Before we do anything complicated like Hello Worlds or FizzBuzzes, let's see how LLVM adds some numbers. And to keep things simple, let's return the answer as process exit code:

target triple = "x86_64-apple-macosx11.0.0"

define i32 @main() {
  ; There are no "assign constant" instructions in the LLVM IR
  %1 = add i32 13, 0
  %2 = add i32 3, 0
  %3 = add i32 30, 0
  ; Now do the math
  %4 = mul i32 %1, %2
  %5 = add i32 %4, %3
  ret i32 %5
}

$ clang math.ll -o math
$ ./math
$ echo $?
69

What's going on:

You can have any number of local variables, they all start with sigils, @ are globals, % are locals
all names are prefixed in LLVM, so they don't conflict with keywords - this is useful, as LLVM wants to be language independent, so navigating what's a keyword in a language vs what's the keyword in LLVM IR etc. would be a lot more work than the usual compiler has to deal with
if you don't want to bother with names, you can just call them %1, %2 etc.
every local variable can have only one definition, you cannot reassign %1 later
there's nothing like setting a local variable to a constant, I'm using add i32 N, 0 here to fake it
the reason for it is that since everything has only one definition, if %1 is always equal 5, then LLVM can just mass replace every occurrence of %1 with 5
I'll get to how we can have "variable" variables later
mul i32 multiplies
add i32 adds

Optimizations

Now let's look inside math binary LLVM produced:

objdump -x86-asm-syntax=intel -d math

math:   file format Mach-O 64-bit x86-64


Disassembly of section __TEXT,__text:

0000000100003f60 _main:
100003f60: 31 c0                        xor eax, eax
100003f62: 89 c1                        mov ecx, eax
100003f64: 83 c1 0d                     add ecx, 13
100003f67: 89 c2                        mov edx, eax
100003f69: 83 c2 03                     add edx, 3
100003f6c: 83 c0 1e                     add eax, 30
100003f6f: 0f af ca                     imul    ecx, edx
100003f72: 01 c1                        add ecx, eax
100003f74: 89 c8                        mov eax, ecx
100003f76: c3                           ret

That's a lot of calculations, step by step, translating this to normal assignments and ignoring "add zero":

xor eax, eax - eax = 0
mov ecx, eax - ecx = 0
add ecx, 13 - ecx = 13
mov edx, eax - edx = 0
add edx, 3 - edx = 3
add eax, 30 - eax = 30
imul ecx, edx - eax (39) = ecx (13) * edx (3)
add ecx, eax - ecx (69) = ecx (30) + eax (39)
mov eax, ecx - eax (69) = ecx (69)
ret - return eax (69)

Let's turn on the optimizer and try again:

$ clang -O2 math.ll -o math
$ objdump -x86-asm-syntax=intel -d math

math:   file format Mach-O 64-bit x86-64


Disassembly of section __TEXT,__text:

0000000100003fb0 _main:
100003fb0: b8 45 00 00 00               mov eax, 69
100003fb5: c3                           ret

As you can see, our language frontend (whatever we used to generate LLVM IR code) didn't need to worry about optimizing anything, it can just generate extremely naive code, and LLVM will handle optimizations for us!

Hello, World!

Let's print a Hello, World! message.

target triple = "x86_64-apple-macosx11.0.0"

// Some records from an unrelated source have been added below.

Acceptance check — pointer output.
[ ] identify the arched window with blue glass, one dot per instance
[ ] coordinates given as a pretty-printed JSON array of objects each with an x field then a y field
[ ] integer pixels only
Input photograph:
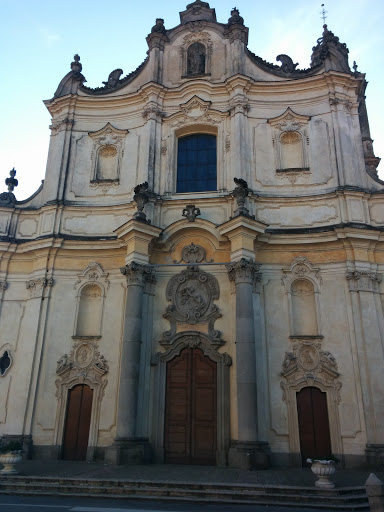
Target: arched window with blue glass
[{"x": 197, "y": 163}]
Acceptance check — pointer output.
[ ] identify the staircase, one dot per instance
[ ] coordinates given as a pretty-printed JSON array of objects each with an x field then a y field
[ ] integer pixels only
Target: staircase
[{"x": 342, "y": 498}]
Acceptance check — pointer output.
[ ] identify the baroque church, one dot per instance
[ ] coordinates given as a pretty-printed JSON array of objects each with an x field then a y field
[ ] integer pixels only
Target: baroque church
[{"x": 198, "y": 280}]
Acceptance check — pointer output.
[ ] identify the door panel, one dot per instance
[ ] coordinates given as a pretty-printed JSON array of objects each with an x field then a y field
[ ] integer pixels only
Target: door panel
[
  {"x": 78, "y": 419},
  {"x": 312, "y": 410},
  {"x": 191, "y": 409}
]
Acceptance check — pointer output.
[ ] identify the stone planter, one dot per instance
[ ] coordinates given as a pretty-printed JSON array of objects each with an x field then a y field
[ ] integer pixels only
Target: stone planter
[
  {"x": 323, "y": 470},
  {"x": 9, "y": 459}
]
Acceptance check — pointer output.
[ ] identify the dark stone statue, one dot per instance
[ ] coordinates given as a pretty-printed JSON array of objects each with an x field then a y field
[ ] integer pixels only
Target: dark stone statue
[
  {"x": 287, "y": 64},
  {"x": 159, "y": 27},
  {"x": 113, "y": 78}
]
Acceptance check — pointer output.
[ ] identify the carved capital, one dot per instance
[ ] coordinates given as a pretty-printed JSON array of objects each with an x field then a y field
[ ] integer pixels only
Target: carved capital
[
  {"x": 362, "y": 281},
  {"x": 152, "y": 111},
  {"x": 191, "y": 212},
  {"x": 138, "y": 274},
  {"x": 244, "y": 271},
  {"x": 36, "y": 287}
]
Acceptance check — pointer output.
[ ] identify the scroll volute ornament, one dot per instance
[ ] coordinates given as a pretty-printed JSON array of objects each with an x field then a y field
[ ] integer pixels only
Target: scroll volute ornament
[{"x": 191, "y": 294}]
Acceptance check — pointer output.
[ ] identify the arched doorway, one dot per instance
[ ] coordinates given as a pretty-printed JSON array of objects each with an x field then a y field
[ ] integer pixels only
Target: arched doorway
[
  {"x": 314, "y": 433},
  {"x": 191, "y": 409},
  {"x": 77, "y": 422}
]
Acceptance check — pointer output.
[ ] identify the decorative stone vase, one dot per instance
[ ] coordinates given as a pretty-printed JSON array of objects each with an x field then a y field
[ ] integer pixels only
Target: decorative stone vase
[
  {"x": 9, "y": 459},
  {"x": 323, "y": 470}
]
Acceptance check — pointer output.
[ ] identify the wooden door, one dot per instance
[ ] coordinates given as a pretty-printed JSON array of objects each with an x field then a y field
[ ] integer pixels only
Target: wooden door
[
  {"x": 191, "y": 409},
  {"x": 77, "y": 422},
  {"x": 312, "y": 411}
]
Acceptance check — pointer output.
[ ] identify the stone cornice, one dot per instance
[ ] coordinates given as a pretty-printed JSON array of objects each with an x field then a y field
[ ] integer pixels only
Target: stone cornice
[{"x": 364, "y": 281}]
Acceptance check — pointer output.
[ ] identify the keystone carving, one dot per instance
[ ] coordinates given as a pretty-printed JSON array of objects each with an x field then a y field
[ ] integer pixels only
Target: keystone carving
[
  {"x": 191, "y": 294},
  {"x": 307, "y": 362},
  {"x": 193, "y": 254}
]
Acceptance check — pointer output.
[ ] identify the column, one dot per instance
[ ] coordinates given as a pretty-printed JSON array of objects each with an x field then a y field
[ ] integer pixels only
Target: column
[
  {"x": 247, "y": 451},
  {"x": 364, "y": 285},
  {"x": 128, "y": 448}
]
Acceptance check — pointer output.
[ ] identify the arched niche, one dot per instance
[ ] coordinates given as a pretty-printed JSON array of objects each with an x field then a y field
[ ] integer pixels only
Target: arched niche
[
  {"x": 89, "y": 312},
  {"x": 107, "y": 163},
  {"x": 196, "y": 59},
  {"x": 302, "y": 282},
  {"x": 310, "y": 366},
  {"x": 303, "y": 307},
  {"x": 191, "y": 339},
  {"x": 291, "y": 147}
]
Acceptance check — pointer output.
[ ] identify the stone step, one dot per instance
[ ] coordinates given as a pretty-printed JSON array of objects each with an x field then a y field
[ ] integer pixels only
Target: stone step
[{"x": 350, "y": 498}]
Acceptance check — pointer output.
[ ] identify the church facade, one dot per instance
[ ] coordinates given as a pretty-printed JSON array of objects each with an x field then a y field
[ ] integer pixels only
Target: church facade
[{"x": 198, "y": 280}]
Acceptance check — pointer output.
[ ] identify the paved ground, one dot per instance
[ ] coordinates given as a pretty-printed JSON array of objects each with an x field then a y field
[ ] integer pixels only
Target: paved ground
[
  {"x": 179, "y": 473},
  {"x": 38, "y": 504}
]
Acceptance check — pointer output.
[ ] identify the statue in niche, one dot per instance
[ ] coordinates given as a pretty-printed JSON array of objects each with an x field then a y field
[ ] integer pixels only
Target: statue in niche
[{"x": 196, "y": 59}]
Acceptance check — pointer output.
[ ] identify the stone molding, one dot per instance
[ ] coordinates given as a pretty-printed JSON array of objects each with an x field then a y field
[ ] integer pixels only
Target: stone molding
[
  {"x": 138, "y": 274},
  {"x": 93, "y": 273},
  {"x": 301, "y": 268},
  {"x": 159, "y": 361},
  {"x": 36, "y": 287},
  {"x": 191, "y": 294},
  {"x": 84, "y": 365},
  {"x": 244, "y": 271},
  {"x": 193, "y": 254},
  {"x": 108, "y": 136},
  {"x": 195, "y": 36},
  {"x": 364, "y": 281},
  {"x": 308, "y": 365}
]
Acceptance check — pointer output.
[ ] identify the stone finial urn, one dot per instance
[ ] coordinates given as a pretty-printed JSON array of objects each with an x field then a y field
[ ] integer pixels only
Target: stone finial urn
[{"x": 323, "y": 469}]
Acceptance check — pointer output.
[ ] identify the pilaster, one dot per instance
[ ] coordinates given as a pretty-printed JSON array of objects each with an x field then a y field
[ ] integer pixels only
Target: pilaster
[
  {"x": 129, "y": 447},
  {"x": 364, "y": 286},
  {"x": 137, "y": 236},
  {"x": 242, "y": 232},
  {"x": 247, "y": 451}
]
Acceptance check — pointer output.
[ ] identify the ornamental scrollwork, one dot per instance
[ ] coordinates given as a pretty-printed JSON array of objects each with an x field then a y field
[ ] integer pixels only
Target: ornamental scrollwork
[{"x": 191, "y": 294}]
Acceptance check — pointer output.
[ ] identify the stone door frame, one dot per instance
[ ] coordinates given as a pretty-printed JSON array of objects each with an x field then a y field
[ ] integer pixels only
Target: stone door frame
[{"x": 191, "y": 339}]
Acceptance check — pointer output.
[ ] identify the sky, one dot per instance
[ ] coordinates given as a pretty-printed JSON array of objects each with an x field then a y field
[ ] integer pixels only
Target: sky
[{"x": 39, "y": 39}]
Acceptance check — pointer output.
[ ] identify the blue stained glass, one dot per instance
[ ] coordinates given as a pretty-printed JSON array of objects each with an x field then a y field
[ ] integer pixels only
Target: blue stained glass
[{"x": 197, "y": 163}]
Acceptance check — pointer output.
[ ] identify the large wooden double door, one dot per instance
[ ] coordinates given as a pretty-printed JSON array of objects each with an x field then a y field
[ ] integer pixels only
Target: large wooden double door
[
  {"x": 77, "y": 422},
  {"x": 191, "y": 409},
  {"x": 312, "y": 411}
]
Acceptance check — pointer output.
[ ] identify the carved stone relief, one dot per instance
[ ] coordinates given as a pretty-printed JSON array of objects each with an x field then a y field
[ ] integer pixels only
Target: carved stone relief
[
  {"x": 193, "y": 254},
  {"x": 307, "y": 362},
  {"x": 84, "y": 365},
  {"x": 191, "y": 294},
  {"x": 196, "y": 53},
  {"x": 196, "y": 111},
  {"x": 290, "y": 141},
  {"x": 309, "y": 365},
  {"x": 364, "y": 281},
  {"x": 94, "y": 272}
]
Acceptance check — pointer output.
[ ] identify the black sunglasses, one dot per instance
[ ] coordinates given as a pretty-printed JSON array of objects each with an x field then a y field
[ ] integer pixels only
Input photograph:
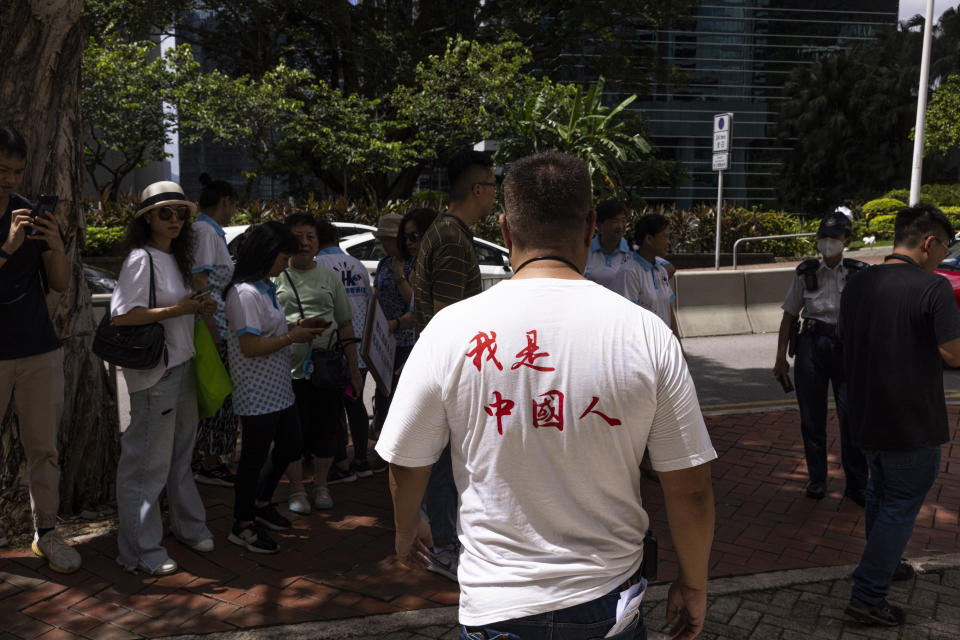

@hello = constant [15 x i8] c"Hello, World!\0A\00"

define i32 @main() {
  call i32 (i8*, ...) @printf(
    i8* getelementptr ([15 x i8], [15 x i8]* @hello, i64 0, i64 0)
  )
  ret i32 0
}
declare i32 @printf(i8*, ...)

$ clang hello2.ll -o hello2
$ ./hello2
Hello, World!

There's a call going on here.

we define global @hello to keep our message
we need to specify its type, constant [15 x i8], which means an 15-byte constant; i8 is a byte (8-bit integer)
c"Hello, World!\0A\00" is a string with a newline at the end, then a 0 byte, the way C functions want the strings to be
as @printf function is external, we need to declare its interface, it's declare i32 @printf(i8*, ...) - that means it returns i32, takes i8* (pointer to a string) first, and ... means it takes some extra arguments after that
call i32 (i8*, ...) @printf calls the @printf function, I spread it over multiple lines to make it more clear
now you'd think we could just pass @hello as argument, like it works in C; unfortunately LLVM IR has really convoluted pointer model, so there's a lot of getelementptr instructions in LLVM code

As we won't really be doing anything with getelementptr except pass the constant strings, I'll skip the detailed explanations. It's one of more complicated parts of LLVM IR.

Loop - stack memory version

Let's write a loop that prints numbers from 1 to 10.

The main problem is that we want to increment the i, but LLVM only allows one definition per variable.

There are two ways around it, to have "variable variables" in LLVM IR:

we can save to memory and load from memory
we can use phi nodes - then value of variable in a given block depends on which block we came from

Let's try both ways, first memory version. We'll use stack for our memory:

target triple = "x86_64-apple-macosx11.0.0"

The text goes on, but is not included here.